Microsoft recently made the beta version of Office 2010 available. We answer your burning questions regarding the productivity suite.
The preview, which is not limited to a certain number of users, is free to use and won't expire until October 31 next year.
So where can you get your hands on Office 2010, how do you install it, what do you need to run it, and how do you get rid of it if it's a can of worms?
Fear not, we've answered these and your other burning questions.
When can I download the Office 2010 beta?
That's easy: now. Microsoft rolled out the beta during a keynote at its Professional Developers Conference (PDC) last week.
Where do I get it?
The public download is available from a dedicated page on Microsoft's website
Office 2010, by the way, is the first Microsoft suite to be offered in both 32- and 64bit versions. Choose the version that fits your operating system.
You can check to see whether you have a 32bit or 64bit edition of Windows 7 by clicking the Start button, then clicking Control Panel and System Maintenance. Click System.
Follow the instructions here for checking Vista and XP.
Is Microsoft limiting who can download the beta, like it did with the Technical Preview, or the number of people who can have it?

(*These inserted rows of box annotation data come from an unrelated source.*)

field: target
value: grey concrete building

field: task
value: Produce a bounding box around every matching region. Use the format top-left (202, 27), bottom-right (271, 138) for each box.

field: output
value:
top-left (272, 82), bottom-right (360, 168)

No, there is no numerical cap on the number of downloads for Office 2010.
It's unclear whether Microsoft will set a time limit on Office 2010 Beta, as it did for Windows 7 Release Candidate (RC) last summer.
"I'm not sure if we have a specific plan to shut off availability at some point," said Takeshi Numoto, the corporate vice president for Office.
Microsoft does plan, however, on making sure "millions and millions" of users are able to download and try the preview, Numoto added.
What edition of Office 2010 is the beta?
At the November 18 debut, the version offered everyone was Office Professional Plus 2010, the everything-and-the-kitchen-sink collection.
That's odd, even ironic, since Professional Plus is the feature-laden edition that will be available only to enterprises and organisations that purchase licenses in volume when the final ships next year.
Professional Plus includes Word, Excel, Outlook, PowerPoint, OneNote, Access, Publisher, InfoPath, SharePoint Workspace - formerly called Groove - and Communicator.
Earlier on the Office 2010 Beta site, Microsoft had listed three different versions that would be made available to users: Professional Plus, and the to-be-sold-at-retail Office Home and Business, and Office Professional.
So, what happened to the other versions?
Why aren't they part of the beta? Microsoft's Numoto said the company still plans to offer versions other than Professional, but wouldn't say when.
"We'll make additional offerings after today," he said, getting only as specific as "fairly shortly".
If Microsoft comes through on that promise, it will end up delivering three of the five editions of Office during the beta.
A trio will be sold at retail - the low-end Office Home and Student, as well as Office Home and Business and Office Professional - while two Office Standard and Office Professional Plus, will be sold only to volume licensing customers.